This study demonstrated that integrating hepatitis B vaccination into existing syringe exchange programs would realize an economic benefit for the healthcare system. The most cost-saving and cost-effective vaccination strategy included giving the first dose to all screened participants prior to knowing their serological results and administering the vaccination under the accelerated schedule (0, 1, 2 months); this strategy saved almost a half-million dollars, realized a gain of 0.12 QALYs per person, and prevented 382 acute HBV infections for a cohort of 860 susceptible IDUs.

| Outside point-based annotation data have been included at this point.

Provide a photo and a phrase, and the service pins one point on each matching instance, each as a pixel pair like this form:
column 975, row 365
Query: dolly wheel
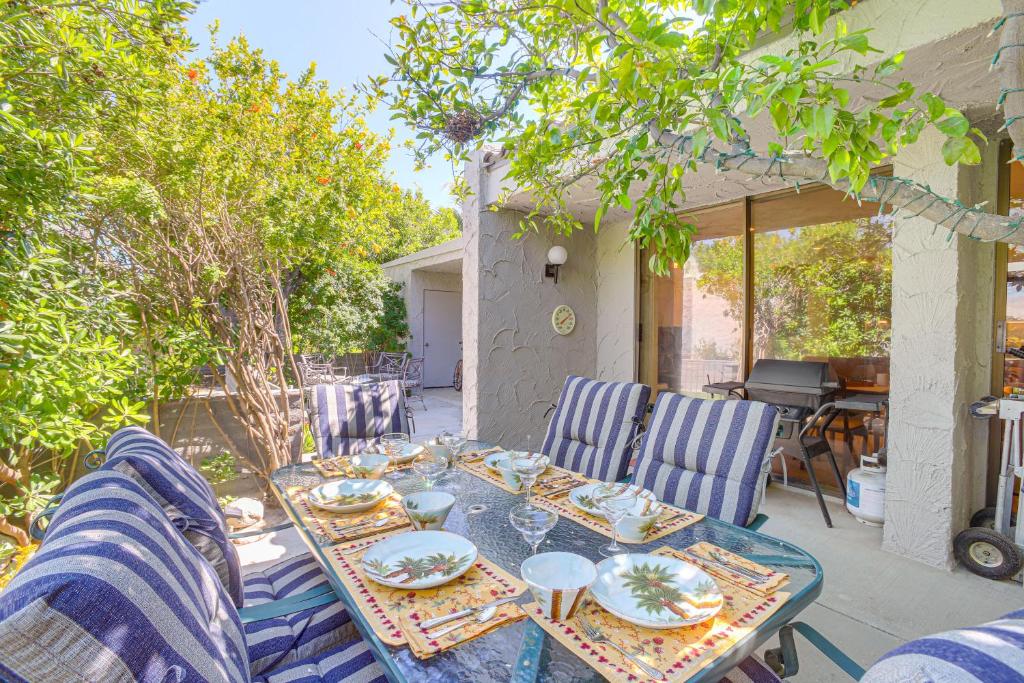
column 987, row 553
column 985, row 518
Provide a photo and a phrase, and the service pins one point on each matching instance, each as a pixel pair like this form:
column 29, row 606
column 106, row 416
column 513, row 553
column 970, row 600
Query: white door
column 441, row 336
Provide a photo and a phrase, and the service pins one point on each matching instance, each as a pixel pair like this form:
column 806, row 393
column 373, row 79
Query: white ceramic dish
column 350, row 495
column 558, row 582
column 655, row 592
column 419, row 559
column 583, row 498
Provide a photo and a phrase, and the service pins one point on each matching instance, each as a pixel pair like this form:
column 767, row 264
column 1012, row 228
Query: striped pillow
column 183, row 494
column 346, row 418
column 593, row 426
column 992, row 652
column 708, row 456
column 115, row 593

The cost saving of a hepatitis B vaccination program as demonstrated in this study was based on several factors. First, the target population had a comparatively high incidence rate of infection.13–15
Second, a high proportion (44%) of the target population remained susceptible to infection. Third, the medical costs of chronic HBV-associated illnesses are expensive, ranging from $1003 to $328,407 per person per year.36
Fourth, the sensitivity analysis indicated that at least 46% of the target population should have access to medical care when they get infected. Although health data were not collected in this study, 79.7% active IDUs in Connecticut are insured (unpublished data, 2002). However, it should be noted that having health insurance does not guarantee access to medical care. Fifth, the program is cost saving if less than 29% of IDUs permanently stop drug injecting annually. To our knowledge, there is no information in the literature concerning permanent injection-cessation rates. In fact, this rate would be difficult if not impossible to ascertain; it is imagined that a 29% cessation rate surpasses the actual rate. Economic benefit would be expected when implementing similar vaccination campaigns in other U.S. cities that satisfy the above conditions.

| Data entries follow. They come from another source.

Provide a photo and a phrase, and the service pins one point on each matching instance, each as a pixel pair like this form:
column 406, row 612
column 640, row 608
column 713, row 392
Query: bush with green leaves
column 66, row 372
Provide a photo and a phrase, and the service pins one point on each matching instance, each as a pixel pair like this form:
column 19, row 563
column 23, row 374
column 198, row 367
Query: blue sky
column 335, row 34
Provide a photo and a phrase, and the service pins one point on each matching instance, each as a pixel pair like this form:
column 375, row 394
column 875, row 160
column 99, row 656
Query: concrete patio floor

In addition, this study demonstrated that an investment in hepatitis B vaccination targeting IDUs through syringe exchange programs compared favorably to other HBV interventions targeting other high-risk groups in the U.S. The vaccination of hemodialysis patients was found to cost $261 per patient from the perspective of the healthcare sector.23
A recent study showed that routine hepatitis B vaccination costs $6.80 per adult client through HIV counseling and testing sites, and costs $7.40 per adult client through sexually transmitted disease clinics from the societal perspective.36
Only one previous hepatitis B vaccination study with the perspective of the healthcare sector also identified cost savings, and it demonstrated that providing hepatitis B vaccine for prison inmates would realize a saving of $45,000,000 for 381,646 inmates, approximately $118 per inmate involved.20
In contrast, the most cost-saving strategy in the current study could save $473,999 for 1964 IDUs, approximately $241 per IDU involved.

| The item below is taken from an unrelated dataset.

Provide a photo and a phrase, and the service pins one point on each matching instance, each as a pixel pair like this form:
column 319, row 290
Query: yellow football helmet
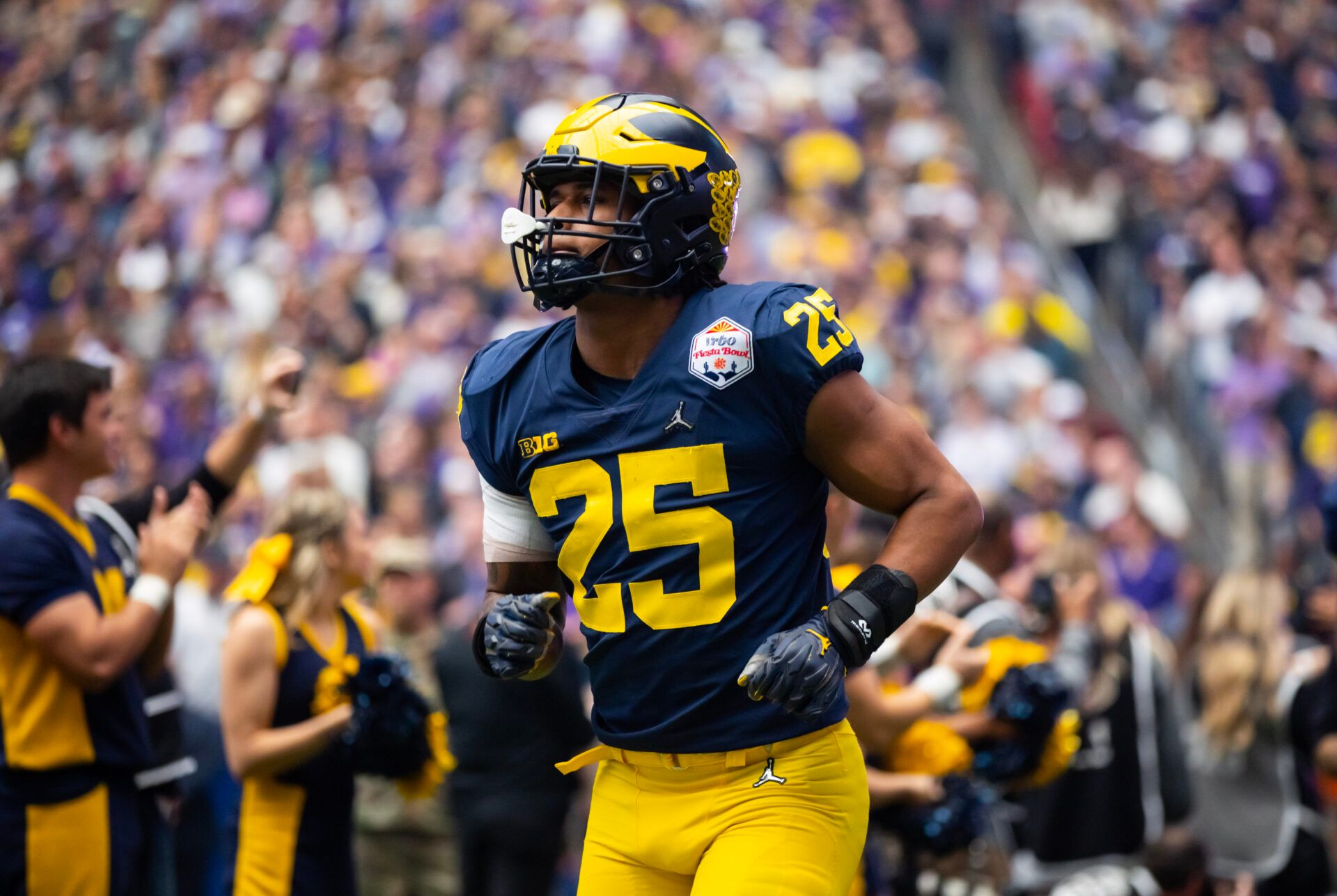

These estimates are conservative and likely underestimate the benefits of a hepatitis B vaccination program for IDUs. Only participants who were successfully protected by completing two or three doses were considered in this model. But those who completed only one dose were found to have successful immunization rates ranging from 5.4% to 20.4% in healthy adults in previous studies.56
Although the one-dose successful immunization rate would probably be lower among IDUs, one might reasonably expect some increase in protection by factoring that rate into the model. Furthermore, occult HBV infection was not taken into account in the current study’s model. A previous study showed that those with occult HBV infection might have higher probabilities of developing cirrhosis and hepatocellular carcinoma,57
which may incur greater medical costs for infected people compared to vaccinated people and increase the savings from vaccination. Moreover, because most HBV transmission is from individuals engaged in high-risk behaviors, the benefits of vaccination will be greater if secondary transmission to non-IDUs is considered in the model. In addition, the average age of IDUs in this study was 40. More savings would be realized by enrolling younger IDUs, because they may have a higher likelihood of developing protective antibody levels.58
The cohort effect of universal vaccination (implemented by the U.S. Public Health Service in the 1990s) should be considered in future models.
In conclusion, existing syringe exchange programs in the U.S. should include hepatitis B vaccination programs because they are effective in protecting IDUs against HBV infection and are economically beneficial to the healthcare system. This logic can be extended to any program or service that comes into repeated contact with high HBV-incidence populations such as IDUs.